Ante esto no queda más que hacer: escapar, renunciar, tirara la toalla.

El regalo

O quizás, también, dejarse pisotear hasta morir. Dejar que las tinieblas venzan, dejar que las cosas tomen su curso. Atreverse a ello hasta morir colgado de una cruz. Hasta el exceso.

Porque una cosa es decir: “¡Dios os quiere!”, y otra cosa es morir.

Una cosa es decir: “¡El Padre os perdona!”, y otra muy distinta colgar desnudo de un madero. Y allí, desde el madero, perdonar.

Una cosa es hablar, y otra morir gritando.

¿Entenderá esto la gente? ¿O será Dios uno de los muchos derrotados y olvidados de la historia?

Lo que se juega en esta historia de Jesús es algo inmenso: es la existencia misma de Dios.

¿Cuántos crucificados han muerto en la historia antigua? ¿Quinientos mil? ¿Un millón? ¿De cuántos de ellos recordamos su nombre y su vida? De ninguno.

El riesgo que Dios corre con este gesto es desaparecer para siempre. Aunque el hombre seguiría imaginándose a Dios como un rostro en el que proyectar sus propio deseos, o sus propios miedos.

Jesús acepta, corre el riesgo, se entrega. Quizás sea todo inútil, como ya le advirtió el enemigo tentador en el huerto de los olivos. Quizás.

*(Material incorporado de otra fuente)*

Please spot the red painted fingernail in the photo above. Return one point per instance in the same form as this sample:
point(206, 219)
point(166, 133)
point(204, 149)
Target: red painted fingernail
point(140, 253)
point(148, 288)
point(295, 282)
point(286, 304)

La agonía de Jesús, en el huerto de los olivos sudando sangre, está provocada por esa elección. No por el dolor que Jesús tiene que afrontar, no por el sentimiento de abandono por parte de los suyos, no. El dolor inaudito que Jesús experimenta nace de la duda sobre la inutilidad de su elección definitiva.

El tentador, que vuelve ahora cuando ha llegado la hora, trata de desanimarlo: “todo esto es inútil.” Inútil: ¿no ves que están llegando para arrestarte? Inútil: los tuyos están ahí durmiendo, no han entendido la gravedad de la situación. Inútil: las personas no cambiarán nunca.

Sin embargo, Jesús acepta su misión, corre el riesgo, se entregará. Morirá.

Allí, colgado de la cruz, Dios se manifiesta inequívocamente, no hay posibilidad alguna de ambigüedad.

El corazón de la pasión de Cristo es el amor, no la violencia. Jesús muere confiándole al Padre el propio corazón, y entregándonos el Espíritu.

Dios es evidente: manifiesto, mostrado, desnudo. Dios es así, amigos: se ha rendido. A nosotros, ahora, nos toca mover ficha.

Estad

Una humilde invitación: Venid y estad.

En la pobreza de nuestras asambleas, recortando espacio y tiempo a nuestros mil apremiantes empeños de la vida, venid y estad. El Jueves por la tarde en la Misa que nos recuerda la institución del Eucaristía, el Viernes en la gran y atormentada celebración de la Cruz, el Sábado en la larga y luminosa noche de la Resurrección. Tres días que nos acompañarán, espero, a repetir nuestra fe, a redescubrir el regalo de Dios, a cambiar nuestro modo de vida.

Tengamos ánimo, en estos días, de ponernos en juego, de identificarnos como cristianos. Es la Pascua del Señor.